Caesar was still out there. Silas was still out there, and he was craftier and therefore more dangerous than the king’s egotistical, Giftless son.
He didn’t know what those two were planning, if anything, but Celian hated feeling like a sitting duck. And now—if it was true—D had thrown an ugly wrench into this already colossally bad situation.
“What is it?” Lix leaned his bulk over the table and propped himself up on his elbows.
“Little Lord Fauntleroy is at it again,” Celian muttered, drumming his fingers on the wood.
“He’s still insisting you join the Council of Alphas?” Lix asked, surprised.
In the three years since they’d met, Leander and the other three leaders who comprised the Council of Alphas had attempted to persuade him by coercion and flattery and thinly veiled threat that not to join was a declaration of war. But Celian had lived long enough under one dictator, and he would never trade one for four, no matter how nice they pretended to be or how many flowery promises they made.

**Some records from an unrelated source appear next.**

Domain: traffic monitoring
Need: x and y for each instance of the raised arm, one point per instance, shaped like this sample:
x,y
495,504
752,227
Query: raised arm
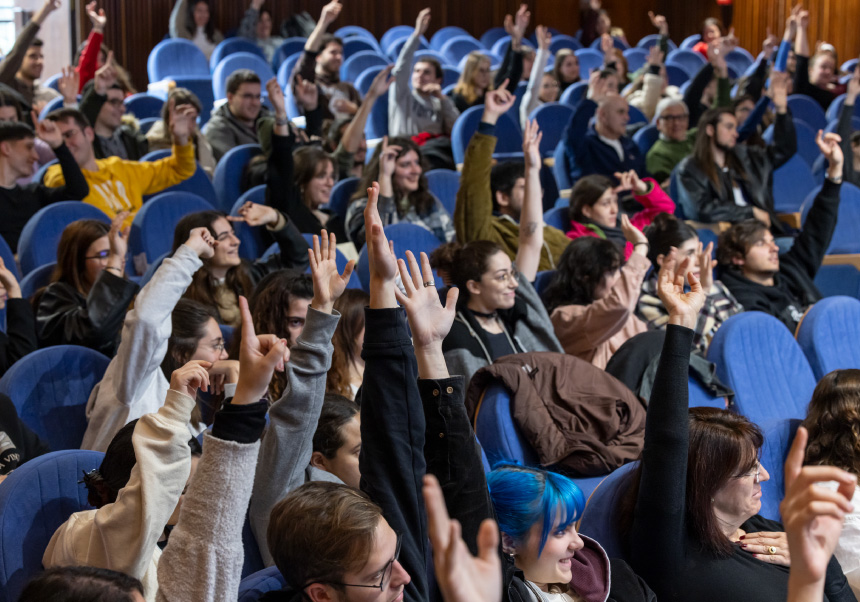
x,y
531,217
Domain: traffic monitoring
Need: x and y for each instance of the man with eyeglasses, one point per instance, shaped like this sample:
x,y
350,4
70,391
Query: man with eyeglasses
x,y
235,122
102,105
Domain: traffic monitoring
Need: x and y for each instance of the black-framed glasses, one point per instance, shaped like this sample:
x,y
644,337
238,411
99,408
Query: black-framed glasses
x,y
386,572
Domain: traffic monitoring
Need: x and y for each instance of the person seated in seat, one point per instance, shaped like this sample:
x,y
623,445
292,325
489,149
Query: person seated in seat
x,y
236,121
783,285
117,185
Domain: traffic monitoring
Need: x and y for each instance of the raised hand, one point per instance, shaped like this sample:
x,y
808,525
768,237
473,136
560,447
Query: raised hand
x,y
328,283
190,377
461,576
255,214
200,241
683,307
259,357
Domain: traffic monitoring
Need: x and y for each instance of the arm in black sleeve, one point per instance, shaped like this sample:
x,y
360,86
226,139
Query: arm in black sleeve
x,y
392,438
20,337
659,515
75,187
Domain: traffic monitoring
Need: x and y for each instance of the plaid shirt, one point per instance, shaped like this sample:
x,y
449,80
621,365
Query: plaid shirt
x,y
719,306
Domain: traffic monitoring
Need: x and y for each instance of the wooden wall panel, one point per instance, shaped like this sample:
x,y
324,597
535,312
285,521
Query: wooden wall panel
x,y
135,26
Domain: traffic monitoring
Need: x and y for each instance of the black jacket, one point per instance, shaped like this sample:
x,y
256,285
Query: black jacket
x,y
65,317
794,288
702,201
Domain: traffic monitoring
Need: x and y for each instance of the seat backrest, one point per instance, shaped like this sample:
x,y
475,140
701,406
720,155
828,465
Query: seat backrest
x,y
234,62
228,174
444,184
600,519
41,234
153,225
497,431
176,57
758,358
35,500
828,335
50,388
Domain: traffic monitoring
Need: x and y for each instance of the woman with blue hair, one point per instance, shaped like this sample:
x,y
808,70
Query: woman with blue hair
x,y
547,560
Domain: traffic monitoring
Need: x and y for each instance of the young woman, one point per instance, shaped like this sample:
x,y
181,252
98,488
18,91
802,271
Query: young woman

Stronger together than apart. All for one and one for all. Duty to the tribe, etc. etc.
He wasn’t having any of it. He’d agreed to keep his people contained within the catacombs until the rebels were found, and that was enough to hold them off for now. But now this…
Celian looked at Constantine, who immediately dropped his gaze to the table and shifted his weight in the chair.
Interesting.
Celian watched him carefully as he said, “Actually, he had a bit of news about Eliana.”

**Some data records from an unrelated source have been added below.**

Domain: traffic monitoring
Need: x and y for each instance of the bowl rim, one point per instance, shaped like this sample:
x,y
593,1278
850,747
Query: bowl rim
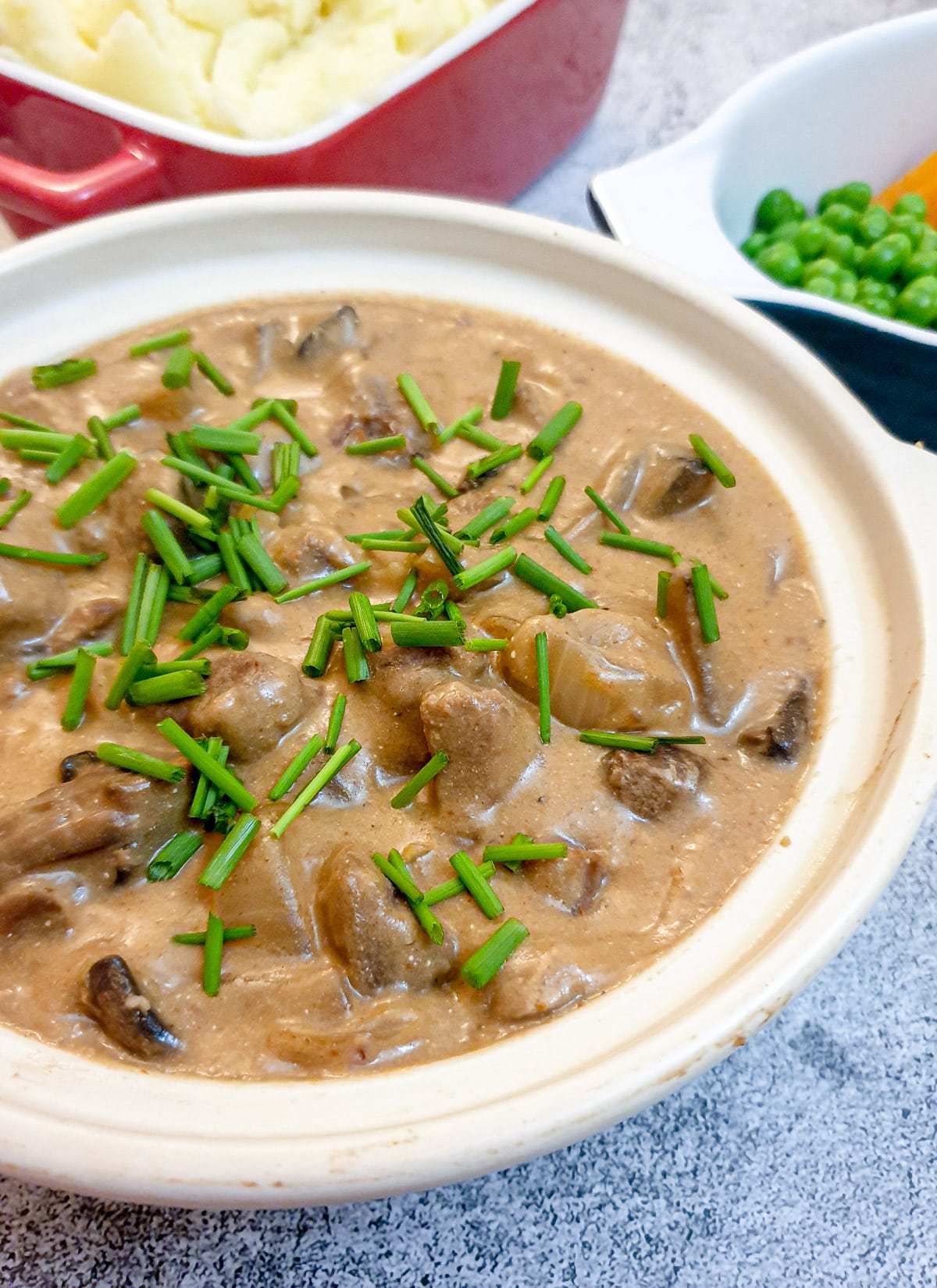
x,y
43,1143
230,144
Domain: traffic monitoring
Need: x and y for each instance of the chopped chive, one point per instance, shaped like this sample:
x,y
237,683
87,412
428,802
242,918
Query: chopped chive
x,y
554,430
173,857
435,765
476,885
118,419
57,374
486,518
231,935
436,479
663,592
53,557
525,852
486,961
356,662
166,546
705,607
494,461
295,768
210,372
178,370
14,507
607,511
536,576
209,614
223,439
80,687
67,459
540,643
140,763
140,656
166,688
320,648
550,499
490,567
713,463
444,634
91,493
455,885
620,541
562,546
333,767
627,741
536,475
198,756
405,592
504,393
160,342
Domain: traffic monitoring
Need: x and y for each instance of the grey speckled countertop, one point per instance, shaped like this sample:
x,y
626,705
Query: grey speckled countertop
x,y
807,1158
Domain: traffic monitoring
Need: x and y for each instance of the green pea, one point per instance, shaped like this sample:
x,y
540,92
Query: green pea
x,y
774,209
874,224
780,262
811,239
918,301
910,204
887,257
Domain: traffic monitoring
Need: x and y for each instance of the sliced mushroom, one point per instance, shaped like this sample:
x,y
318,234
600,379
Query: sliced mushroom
x,y
115,1001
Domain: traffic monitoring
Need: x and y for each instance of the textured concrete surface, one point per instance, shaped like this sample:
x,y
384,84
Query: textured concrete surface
x,y
807,1158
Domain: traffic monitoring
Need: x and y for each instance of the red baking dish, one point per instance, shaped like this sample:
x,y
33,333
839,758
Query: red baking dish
x,y
483,116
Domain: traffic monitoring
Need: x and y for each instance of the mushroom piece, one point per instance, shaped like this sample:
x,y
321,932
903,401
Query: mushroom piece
x,y
114,1000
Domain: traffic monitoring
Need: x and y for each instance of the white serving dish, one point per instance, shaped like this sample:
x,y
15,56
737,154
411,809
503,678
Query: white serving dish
x,y
863,106
147,1137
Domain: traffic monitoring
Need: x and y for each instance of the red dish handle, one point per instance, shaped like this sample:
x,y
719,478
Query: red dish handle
x,y
59,197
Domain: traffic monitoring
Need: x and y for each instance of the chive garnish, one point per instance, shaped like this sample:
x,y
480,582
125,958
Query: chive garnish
x,y
495,460
444,634
504,393
80,687
53,557
160,342
178,370
356,662
173,857
536,475
705,607
57,374
627,741
333,732
295,768
140,763
540,644
334,765
486,961
607,511
67,459
486,568
713,463
91,493
536,576
406,795
198,756
418,404
622,541
552,497
476,885
663,592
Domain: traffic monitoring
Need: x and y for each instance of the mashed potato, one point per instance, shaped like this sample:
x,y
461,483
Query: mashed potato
x,y
259,69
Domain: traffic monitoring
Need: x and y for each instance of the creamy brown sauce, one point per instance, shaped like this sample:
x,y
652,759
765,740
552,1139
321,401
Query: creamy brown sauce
x,y
339,975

A muscle in Constantine’s jaw twitched. He glanced up, then back down again.
“What?” exclaimed Lix, bolting upright. “Eliana? What is it? What happened? And why were you talking about D?”
Yes, that’s the correct reaction, thought Celian, staring at a very still, quiet Constantine. Aloud he said, “Apparently someone who looks a lot like our beloved brother has blown up a Paris police station and stolen the missing princess.”

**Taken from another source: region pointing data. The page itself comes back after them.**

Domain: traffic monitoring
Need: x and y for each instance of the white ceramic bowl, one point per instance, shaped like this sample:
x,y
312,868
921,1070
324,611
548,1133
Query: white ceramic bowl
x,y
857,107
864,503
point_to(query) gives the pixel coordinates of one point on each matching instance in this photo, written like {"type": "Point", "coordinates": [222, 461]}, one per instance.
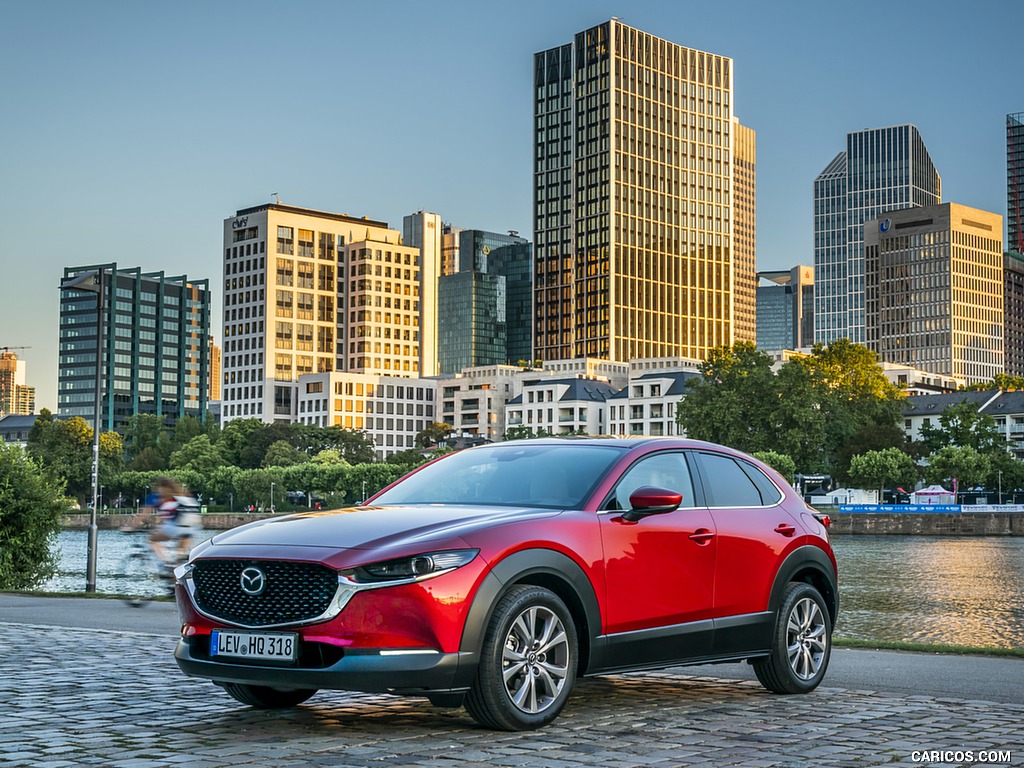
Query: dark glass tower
{"type": "Point", "coordinates": [484, 308]}
{"type": "Point", "coordinates": [156, 346]}
{"type": "Point", "coordinates": [883, 169]}
{"type": "Point", "coordinates": [1015, 182]}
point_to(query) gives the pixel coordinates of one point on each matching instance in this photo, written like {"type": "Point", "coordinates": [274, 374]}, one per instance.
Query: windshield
{"type": "Point", "coordinates": [513, 473]}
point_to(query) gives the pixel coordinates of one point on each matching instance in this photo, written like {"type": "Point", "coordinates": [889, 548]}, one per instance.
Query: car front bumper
{"type": "Point", "coordinates": [369, 671]}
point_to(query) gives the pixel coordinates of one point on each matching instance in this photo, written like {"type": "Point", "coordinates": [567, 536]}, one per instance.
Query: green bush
{"type": "Point", "coordinates": [31, 504]}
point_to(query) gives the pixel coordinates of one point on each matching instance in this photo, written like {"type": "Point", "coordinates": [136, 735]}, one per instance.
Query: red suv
{"type": "Point", "coordinates": [494, 577]}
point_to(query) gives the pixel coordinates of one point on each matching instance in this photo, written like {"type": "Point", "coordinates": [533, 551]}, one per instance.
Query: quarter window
{"type": "Point", "coordinates": [731, 483]}
{"type": "Point", "coordinates": [669, 471]}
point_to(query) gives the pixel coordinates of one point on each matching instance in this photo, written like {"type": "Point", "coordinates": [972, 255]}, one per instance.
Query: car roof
{"type": "Point", "coordinates": [625, 442]}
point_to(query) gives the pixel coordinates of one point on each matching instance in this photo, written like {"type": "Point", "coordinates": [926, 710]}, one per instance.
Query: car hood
{"type": "Point", "coordinates": [371, 527]}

Lix stood abruptly, shoving back the heavy wooden chair in the process. “WHAT?”
“What indeed,” Celian murmured, looking at Constantine. “Anything you’d like to add to the conversation, Constantine?”
Constantine took a deep breath, spread his big hands flat on the table, exhaled, and quietly said, “I owed him one.”
Lix looked at Constantine. “WHAT?” he shouted again.
The Servorum he’d sent looking for D chose that exact moment to burst into the room. Young and gangly, he skidded to a stop inside the arched doorway. “Gone!” he said, breathless. “He’s gone! The guards at the north gate were overpowered—”
Celian lifted a hand, and the boy instantly lapsed into silence. A wave of his hand and the boy backed from the room with a bow. The entire time, Celian’s gaze never left Constantine’s face. “Tell me all of it now, because if I have to hear it from that f*****g British peacock—”
“I was with him when we saw Eliana on TV being taken in by the French police—”
“WHAT?”
“Sit down, Lix, and shut the hell up!” Celian snapped. The long-haired warrior lowered his bulk to the chair, slowly, looking back and forth between him and Constantine with a look of horrified disbelief.
Constantine spoke, low, to his spread hands. “She was being arrested. They said on the news she was some notorious thief. They had her in handcuffs—”
“She was injured,” Celian deduced instantly. She’d never have been captured otherwise.
Constantine nodded. “D just…he just went crazy. There was no stopping him. I tried to talk him out of it, but you know how he is…about her…he was totally unreasonable…” He glanced up at Celian.
It was getting very difficult to hear above the adrenaline roaring through his veins. “Keep talking,” he said.
“Like I said, I owed him one.” His big shoulders hunched to a shrug, and he dropped his gaze again to the tabletop.
The room was utterly silent and still. Around his ankles, one of the hundreds of feral cats that ran wild through the catacombs twined back and forth, rubbing its whiskered face against his leg. “You risked all our lives,” Celian said very quietly, “you risked war with the other colonies because of a guilt trip.”
Slowly, Constantine raised his eyes and met Celian’s gaze. He shook his head. “No. I risked war with the other colonies because he’s my brother and he needed my help. I would do the same for either of you.”
Celian stood and began to pace over the bare rock floor. “It was hard enough convincing their Council that we didn’t have anything to do with the Expurgari, that we didn’t know what Dominus had been up to all those years. I still don’t think they completely believe it.”
Lix said to no one in particular, “Eliana is a thief?”
Celian kept talking. “And now I’ve got to convince them that we had nothing to do with D and this new clusterfuck—”
“A thief?” Lix interrupted, staring incredulously at a morose Constantine.
“Silas must have put her up to it,” he muttered, nodding. “She’d never do something like that on her own. She was too…”
Sweet, he didn’t say. Sweet and lovely and innocent as a fawn.
“We don’t know that,” said Celian, stopping in midstep beside the table. Lix and Constantine both looked up at him. “We don’t know who she is anymore. Or what she’s been up to the past three years since she disappeared.